Student’s Soft Robot Invention Could Improve Ultrasounds

Serena Beri has patented her invention while still an undergraduate at UConn

An invention by UConn undergraduate Serena Beri could lead to higher quality ultrasound imagery (Adobe Stock).

Ultrasound imaging requires a steady hand, consistent pressure, and a stationary patient, but people are bumpy, twitchy and unpredictable. UConn undergraduate Serena Beri ’22 (CLAS) believes a robot can help.

Beri, a biological sciences major, has patented a soft robotic holder for ultrasound transducer.

UConn undergraduate Serena Beri, who has invented a "soft robot" that was recently granted a patent.
(Courtesy of Serena Beri)

While job-shadowing with a cardiologist, Beri saw that it was difficult to get consistent images while taking echocardiograms, which are basically ultrasounds of the heart. It takes skill, dexterity, and a certain degree of strength to do well. She tried it and found the equipment tricky to use.

“It’s finicky! The slightest movement could lose the image. I thought there might be a better way,” Beri says. Even experienced ultrasound technicians can find it difficult and are prone to repetitive motion injuries of their hands, wrists, shoulders and back, according to the Society of Diagnostic Medical Sonography.

The illustration that accompanied Beri's patent application
The illustration that accompanied Beri’s patent application (courtesy of Serena Beri).
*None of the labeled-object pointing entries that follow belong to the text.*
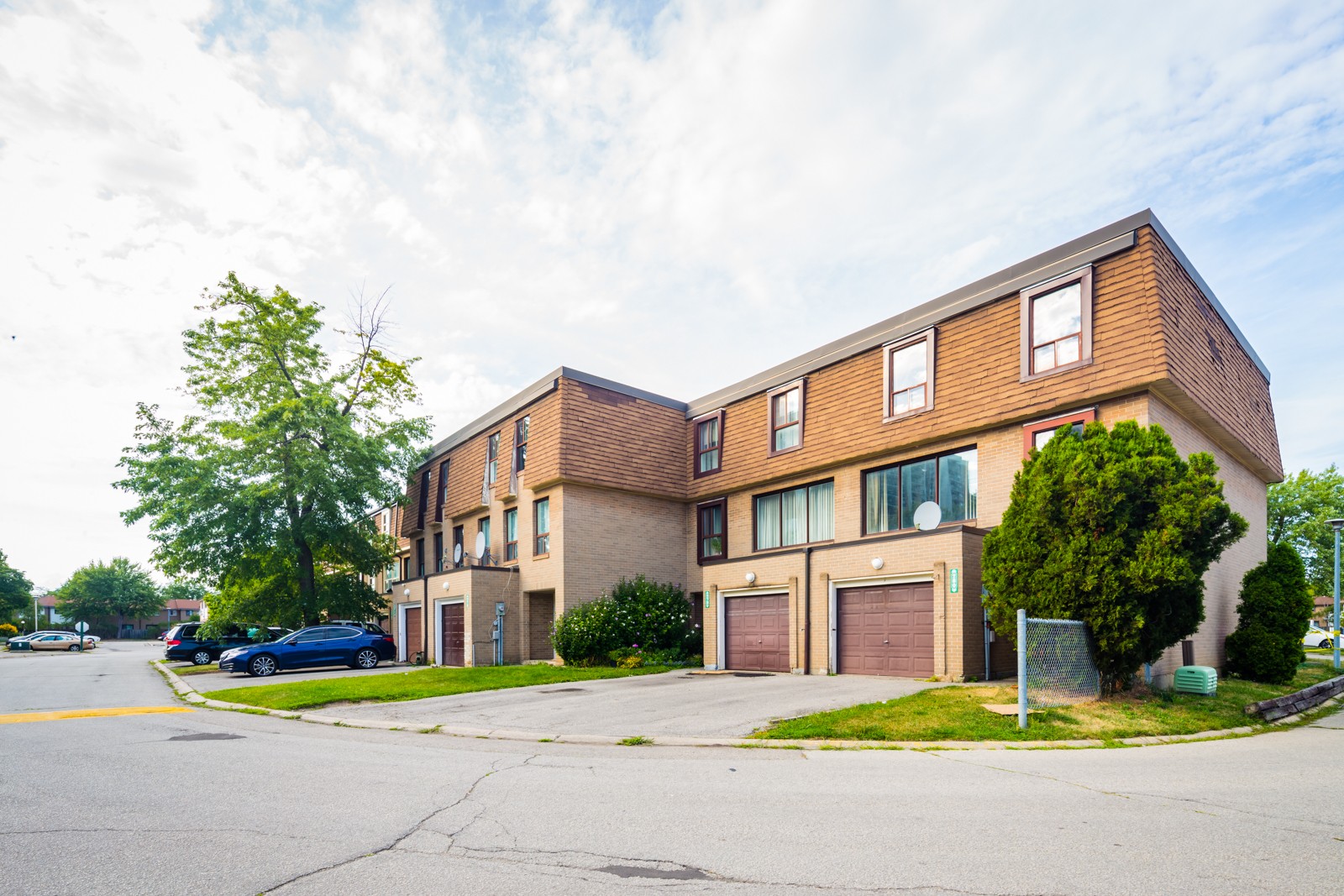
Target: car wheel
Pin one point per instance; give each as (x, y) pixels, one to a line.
(262, 667)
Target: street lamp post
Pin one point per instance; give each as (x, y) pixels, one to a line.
(1336, 526)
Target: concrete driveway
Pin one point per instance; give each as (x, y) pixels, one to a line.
(674, 703)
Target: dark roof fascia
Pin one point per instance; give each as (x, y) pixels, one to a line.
(534, 392)
(1072, 255)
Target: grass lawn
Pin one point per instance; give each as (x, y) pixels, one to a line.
(956, 714)
(413, 685)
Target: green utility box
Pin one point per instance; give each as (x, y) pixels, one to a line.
(1202, 680)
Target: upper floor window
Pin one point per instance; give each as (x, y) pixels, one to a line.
(542, 527)
(786, 417)
(1057, 324)
(1037, 434)
(443, 490)
(521, 443)
(795, 516)
(909, 375)
(511, 533)
(893, 493)
(492, 458)
(709, 439)
(711, 530)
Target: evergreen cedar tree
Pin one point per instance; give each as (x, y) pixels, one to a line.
(1274, 613)
(1116, 530)
(264, 492)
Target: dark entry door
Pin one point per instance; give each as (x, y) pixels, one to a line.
(452, 625)
(757, 631)
(885, 631)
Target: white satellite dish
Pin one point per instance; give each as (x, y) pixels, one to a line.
(927, 516)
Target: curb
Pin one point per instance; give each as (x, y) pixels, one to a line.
(192, 696)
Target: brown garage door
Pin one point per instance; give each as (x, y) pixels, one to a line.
(452, 626)
(414, 636)
(757, 631)
(886, 631)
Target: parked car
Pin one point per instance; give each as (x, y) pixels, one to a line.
(60, 641)
(1317, 638)
(323, 645)
(186, 642)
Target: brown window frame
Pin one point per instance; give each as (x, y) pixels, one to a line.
(1084, 277)
(443, 490)
(492, 458)
(701, 533)
(937, 486)
(801, 385)
(521, 436)
(696, 443)
(1030, 430)
(542, 540)
(929, 338)
(806, 488)
(510, 547)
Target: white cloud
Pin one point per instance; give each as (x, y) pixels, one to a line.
(549, 184)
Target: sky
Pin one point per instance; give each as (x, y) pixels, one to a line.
(627, 188)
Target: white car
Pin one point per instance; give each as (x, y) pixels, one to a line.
(1317, 638)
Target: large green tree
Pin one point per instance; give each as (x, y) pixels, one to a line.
(264, 493)
(15, 590)
(120, 589)
(1299, 508)
(1116, 530)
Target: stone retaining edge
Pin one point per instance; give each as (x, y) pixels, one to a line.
(192, 696)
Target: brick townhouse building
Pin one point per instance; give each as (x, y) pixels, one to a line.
(785, 503)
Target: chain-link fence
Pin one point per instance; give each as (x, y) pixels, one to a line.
(1055, 665)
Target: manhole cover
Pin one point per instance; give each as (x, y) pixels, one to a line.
(674, 873)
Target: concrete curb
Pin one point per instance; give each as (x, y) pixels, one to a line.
(190, 694)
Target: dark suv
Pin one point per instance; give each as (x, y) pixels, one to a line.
(181, 641)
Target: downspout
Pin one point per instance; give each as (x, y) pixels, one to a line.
(806, 611)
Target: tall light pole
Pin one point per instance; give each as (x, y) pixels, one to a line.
(1336, 526)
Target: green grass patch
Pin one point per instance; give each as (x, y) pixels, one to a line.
(956, 714)
(414, 685)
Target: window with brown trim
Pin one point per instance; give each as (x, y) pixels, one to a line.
(542, 527)
(786, 410)
(511, 533)
(709, 443)
(1057, 324)
(907, 372)
(893, 493)
(492, 458)
(521, 443)
(1034, 436)
(711, 530)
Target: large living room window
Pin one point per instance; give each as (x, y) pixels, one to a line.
(709, 443)
(909, 376)
(795, 516)
(712, 531)
(1057, 324)
(891, 493)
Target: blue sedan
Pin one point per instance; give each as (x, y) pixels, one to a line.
(312, 647)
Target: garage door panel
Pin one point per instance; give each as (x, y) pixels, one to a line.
(757, 633)
(885, 631)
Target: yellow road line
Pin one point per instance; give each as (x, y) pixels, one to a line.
(85, 714)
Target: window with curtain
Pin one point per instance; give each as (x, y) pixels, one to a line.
(893, 493)
(795, 516)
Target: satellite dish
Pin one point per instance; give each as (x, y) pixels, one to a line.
(927, 516)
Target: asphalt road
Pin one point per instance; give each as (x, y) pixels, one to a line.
(219, 802)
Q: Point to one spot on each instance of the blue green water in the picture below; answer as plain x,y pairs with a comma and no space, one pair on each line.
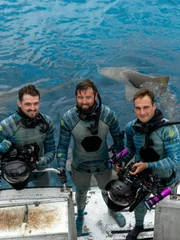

Beri had been on a robotics team in high school. She thought of a soft robot with an octagonal base and spider like-frame, with several linear actuatable arms and locomotive legs to move the transducer. This could then help automate the process and minimize variability. An additional benefit would be the ability to take an image without actually touching the patient, taking strain off the ultrasound tech. It might even be able to strap onto a person and get images while they are in motion.

She told the cardiologist and other mentors about her idea. The mentors said it sounded interesting and encouraged her to talk to a patent attorney. So she did.

“We discussed the process, and it actually sounded like something I could do,” Beri says. Her patent for an ultrasound transducer holder was filed in May 2018 and recently granted. She is also a STEM Scholar, a member of the honors community, and is currently working on a service project for UConn’s BOLD Women’s Leadership Network. She aims to create an online tool to connect professional women with undergraduates looking for mentors in science, technology, and engineering fields.

In her spare time, she continues to work on her prototype. When she’s satisfied with the product, she’ll start demonstrating it at medical technology conferences. Which is a perfect place to meet professionals in her field who might join her leadership network. And after that? She’s interested in pursuing a career in medicine.